You might be beautiful, talented, educated, and kind, but still be single. When you tell yourself that story and your friends affirm this to you and the person at the checkout counter says you have a beautiful smile, that feeling of entitlement grows exponentially. It can make you wonder if people are lying to you, if the world is crazy, or if it just isn’t the right time for you yet.
Entitlement is dangerous because it’s a safe place to hide and it gets you nowhere; at best it is merely self-serving, and at worst it trends toward narcissism. You can hold up an image of yourself and scream, This is as perfect as it can be. I have worked so hard on this. Why is no one buying it?
Your mind seeks ways to make meaning out of this psychological mess because your expectations are in shambles and uncertainty looms over you like the one dark cloud in a vast blue sky. You modestly tell yourself that you’re slightly above average and that the culture you’re subscribed to values people like yourself. You look at other people who you think are less educated, talented, and attractive and wonder how they’ve been dating for years or how they have the job you deserve. What do they have that you don’t?
When we use language like this, we need to check ourselves and put our feet back on the ground. We need to accept that we feel hurt and disappointed and that it’s okay to feel this, but it’s not okay (or healthy) to leverage it forever—and that we need a bit of an ego check to put things back in order.
Ask yourself the following: What is this sense of entitlement for? Is it helping me make better decisions and find new opportunities, or is it keeping me stuck? What have I done to earn or accomplish the things I believe I should have?
We cannot be immune to entitlement. Anyone with ambition and grit will ask, When is it my turn? When will this struggle end? When will I get what I deserve?
Let me say this clearly: Even if life were to give you everything you think you deserve, you are the judge that determines the value.
This reminds me of a story in Tiny Beautiful Things, by the lovely author Cheryl Strayed. A 26-year-old writer wrote to Cheryl (Dear Sugar) about her difficulties and frustrations as a writer trying to build her career.
Strayed gives a response that resonates well with overcoming our sense of entitlement [emphasis mine]:
The most fascinating thing to me about your letter is that buried underneath all the anxiety and sorrow and fear and self-loathing, there’s arrogance at its core. It presumes you should be successful at twenty-six, when really it takes most writers so much longer to get there. It laments that you’ll never be as good as David Foster Wallace—a genius, a master of the craft—while at the same time describing how little you write. You loathe yourself, and yet you’re consumed by the grandiose ideas you have about your own importance. You’re up too high and down too low. Neither is the place where we get any work done.
We get work done on the ground level. And the kindest thing I can do for you is to tell you to get your ass on the floor. I know it’s hard to write, darling. But it’s harder not to. The only way you’ll find out if you ‘have it in you’ is to get to work and see if you do. The only way to override your ‘limitations, insecurities, jealousies, and ineptitude’ is to produce. You have limitations.
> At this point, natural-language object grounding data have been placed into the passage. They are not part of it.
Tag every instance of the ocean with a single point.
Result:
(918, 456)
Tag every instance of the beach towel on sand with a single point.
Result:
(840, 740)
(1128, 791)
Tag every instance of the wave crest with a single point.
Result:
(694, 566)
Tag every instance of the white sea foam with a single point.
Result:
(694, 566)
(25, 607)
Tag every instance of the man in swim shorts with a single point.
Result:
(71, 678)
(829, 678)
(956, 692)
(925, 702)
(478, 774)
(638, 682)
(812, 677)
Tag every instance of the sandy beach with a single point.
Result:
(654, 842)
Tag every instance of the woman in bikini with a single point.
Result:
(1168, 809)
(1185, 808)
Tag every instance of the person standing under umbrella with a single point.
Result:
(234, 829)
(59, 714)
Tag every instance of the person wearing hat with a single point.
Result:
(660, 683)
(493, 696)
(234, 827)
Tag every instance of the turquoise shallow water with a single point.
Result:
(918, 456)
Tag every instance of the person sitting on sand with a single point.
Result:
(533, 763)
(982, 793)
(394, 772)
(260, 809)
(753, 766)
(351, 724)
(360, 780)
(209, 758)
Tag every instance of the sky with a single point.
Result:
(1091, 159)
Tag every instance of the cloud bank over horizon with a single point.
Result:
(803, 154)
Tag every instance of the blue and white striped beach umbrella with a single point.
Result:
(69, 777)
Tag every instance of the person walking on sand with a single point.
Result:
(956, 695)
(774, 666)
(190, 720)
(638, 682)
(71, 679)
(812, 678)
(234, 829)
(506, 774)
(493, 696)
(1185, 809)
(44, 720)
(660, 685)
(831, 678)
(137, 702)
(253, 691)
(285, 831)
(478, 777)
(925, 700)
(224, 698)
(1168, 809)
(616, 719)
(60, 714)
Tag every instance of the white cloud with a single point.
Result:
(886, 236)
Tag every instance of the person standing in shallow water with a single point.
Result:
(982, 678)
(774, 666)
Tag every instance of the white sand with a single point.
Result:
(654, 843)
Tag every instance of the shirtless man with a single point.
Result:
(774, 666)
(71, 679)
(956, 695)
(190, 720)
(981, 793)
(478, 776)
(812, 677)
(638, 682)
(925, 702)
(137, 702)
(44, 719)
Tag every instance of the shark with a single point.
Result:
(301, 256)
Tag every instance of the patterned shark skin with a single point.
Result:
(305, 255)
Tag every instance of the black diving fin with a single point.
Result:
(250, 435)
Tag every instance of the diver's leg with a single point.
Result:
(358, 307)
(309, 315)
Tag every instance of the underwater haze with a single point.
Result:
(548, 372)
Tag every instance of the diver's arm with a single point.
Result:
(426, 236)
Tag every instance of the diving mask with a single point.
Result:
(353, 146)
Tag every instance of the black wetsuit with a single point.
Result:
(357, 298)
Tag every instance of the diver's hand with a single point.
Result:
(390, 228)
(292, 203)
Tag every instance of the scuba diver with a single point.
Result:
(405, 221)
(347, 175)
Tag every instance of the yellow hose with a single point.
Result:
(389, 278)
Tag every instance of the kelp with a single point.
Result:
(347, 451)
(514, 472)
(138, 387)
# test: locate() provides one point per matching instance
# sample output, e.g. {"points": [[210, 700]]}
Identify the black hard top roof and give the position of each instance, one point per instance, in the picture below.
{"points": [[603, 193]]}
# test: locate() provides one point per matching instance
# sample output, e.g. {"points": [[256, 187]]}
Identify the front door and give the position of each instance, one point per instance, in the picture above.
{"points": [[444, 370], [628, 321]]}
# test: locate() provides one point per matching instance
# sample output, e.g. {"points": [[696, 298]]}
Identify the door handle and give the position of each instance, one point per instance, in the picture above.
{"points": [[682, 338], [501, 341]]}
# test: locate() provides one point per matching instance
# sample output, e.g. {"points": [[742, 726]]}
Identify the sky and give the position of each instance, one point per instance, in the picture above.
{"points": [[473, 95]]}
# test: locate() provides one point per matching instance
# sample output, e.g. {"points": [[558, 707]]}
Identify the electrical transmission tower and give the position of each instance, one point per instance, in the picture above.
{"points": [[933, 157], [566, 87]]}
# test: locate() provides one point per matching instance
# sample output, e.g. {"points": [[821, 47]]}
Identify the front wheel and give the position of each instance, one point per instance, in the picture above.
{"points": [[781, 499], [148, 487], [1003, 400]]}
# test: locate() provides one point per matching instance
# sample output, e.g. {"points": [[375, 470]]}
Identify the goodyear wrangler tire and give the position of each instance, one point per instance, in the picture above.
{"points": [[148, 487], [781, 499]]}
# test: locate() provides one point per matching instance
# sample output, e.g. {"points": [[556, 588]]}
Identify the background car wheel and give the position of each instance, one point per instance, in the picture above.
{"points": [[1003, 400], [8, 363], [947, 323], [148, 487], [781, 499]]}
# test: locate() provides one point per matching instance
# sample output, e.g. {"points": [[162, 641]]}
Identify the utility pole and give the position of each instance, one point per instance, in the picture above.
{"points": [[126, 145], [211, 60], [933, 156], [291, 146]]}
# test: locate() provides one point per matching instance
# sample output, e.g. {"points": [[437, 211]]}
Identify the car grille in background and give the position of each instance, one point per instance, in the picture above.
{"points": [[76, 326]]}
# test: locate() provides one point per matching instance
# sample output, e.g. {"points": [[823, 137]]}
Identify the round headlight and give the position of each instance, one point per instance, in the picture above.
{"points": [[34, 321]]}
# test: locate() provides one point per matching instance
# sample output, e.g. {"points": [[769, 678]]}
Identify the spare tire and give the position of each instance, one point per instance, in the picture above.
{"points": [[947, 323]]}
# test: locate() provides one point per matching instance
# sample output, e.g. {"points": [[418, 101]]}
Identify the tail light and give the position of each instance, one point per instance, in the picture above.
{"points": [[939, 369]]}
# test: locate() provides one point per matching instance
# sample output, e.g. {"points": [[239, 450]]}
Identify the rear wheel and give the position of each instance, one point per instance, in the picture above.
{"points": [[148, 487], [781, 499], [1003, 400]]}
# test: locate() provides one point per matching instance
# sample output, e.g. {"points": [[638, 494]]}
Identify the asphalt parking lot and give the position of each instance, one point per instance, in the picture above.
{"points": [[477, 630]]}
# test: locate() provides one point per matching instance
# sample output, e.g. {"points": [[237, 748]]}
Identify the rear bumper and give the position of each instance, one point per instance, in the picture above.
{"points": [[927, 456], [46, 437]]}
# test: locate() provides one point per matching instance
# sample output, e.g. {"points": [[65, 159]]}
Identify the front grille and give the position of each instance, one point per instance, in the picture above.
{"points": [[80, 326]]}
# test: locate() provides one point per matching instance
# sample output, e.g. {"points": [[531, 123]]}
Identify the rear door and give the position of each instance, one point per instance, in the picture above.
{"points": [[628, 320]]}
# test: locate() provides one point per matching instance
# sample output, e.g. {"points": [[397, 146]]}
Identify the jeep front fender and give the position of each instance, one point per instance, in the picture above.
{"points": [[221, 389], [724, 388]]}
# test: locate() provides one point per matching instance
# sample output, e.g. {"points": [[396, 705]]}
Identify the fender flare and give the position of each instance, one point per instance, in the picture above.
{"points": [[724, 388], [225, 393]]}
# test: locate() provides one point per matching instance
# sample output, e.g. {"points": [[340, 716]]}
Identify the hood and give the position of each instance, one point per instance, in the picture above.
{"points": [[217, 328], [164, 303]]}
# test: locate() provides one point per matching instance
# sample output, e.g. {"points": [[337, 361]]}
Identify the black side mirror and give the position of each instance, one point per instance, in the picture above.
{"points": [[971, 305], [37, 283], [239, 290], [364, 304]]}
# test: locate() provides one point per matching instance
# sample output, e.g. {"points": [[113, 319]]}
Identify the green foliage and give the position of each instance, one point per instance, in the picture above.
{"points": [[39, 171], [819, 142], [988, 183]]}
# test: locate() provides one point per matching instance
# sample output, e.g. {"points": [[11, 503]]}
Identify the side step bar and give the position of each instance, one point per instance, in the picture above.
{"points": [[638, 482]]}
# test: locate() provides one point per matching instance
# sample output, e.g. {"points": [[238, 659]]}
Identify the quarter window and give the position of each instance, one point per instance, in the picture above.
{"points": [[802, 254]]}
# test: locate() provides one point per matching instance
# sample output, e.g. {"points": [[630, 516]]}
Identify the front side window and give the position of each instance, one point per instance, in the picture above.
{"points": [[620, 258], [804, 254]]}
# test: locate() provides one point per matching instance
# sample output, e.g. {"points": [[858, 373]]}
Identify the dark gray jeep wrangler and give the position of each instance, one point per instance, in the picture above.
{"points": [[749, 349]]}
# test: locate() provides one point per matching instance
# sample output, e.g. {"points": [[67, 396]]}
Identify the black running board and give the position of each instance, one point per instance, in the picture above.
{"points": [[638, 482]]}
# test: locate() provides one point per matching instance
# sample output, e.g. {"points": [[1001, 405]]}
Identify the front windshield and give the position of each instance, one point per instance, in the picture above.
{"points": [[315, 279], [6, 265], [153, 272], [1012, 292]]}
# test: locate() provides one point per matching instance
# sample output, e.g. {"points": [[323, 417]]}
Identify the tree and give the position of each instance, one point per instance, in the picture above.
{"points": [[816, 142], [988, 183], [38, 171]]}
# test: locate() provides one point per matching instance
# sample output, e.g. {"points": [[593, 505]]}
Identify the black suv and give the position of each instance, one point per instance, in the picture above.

You are in some ways inept. This is true of every writer, and it’s especially true of writers who are twenty-six. You will feel insecure and jealous. How much power you give those feelings is entirely up to you.”
When I deduce experiences like this, I look at what remains when we strip away all the needless excess that serves no fruitful purpose. After we acknowledge and examine our entitlement and calm down, the only things that remain that are truly helpful for our well-being and our lives are humility, a focus on the long-term, accepting and working with the ebb and flow of change, and realizing that a good life isn’t about what you gain but about how you’ve earned it and how you share it with others.
Entitlement is a bubble that surrounds you and distorts your reality. Pop it as soon as you can and get back to the things that truly make a difference in your life.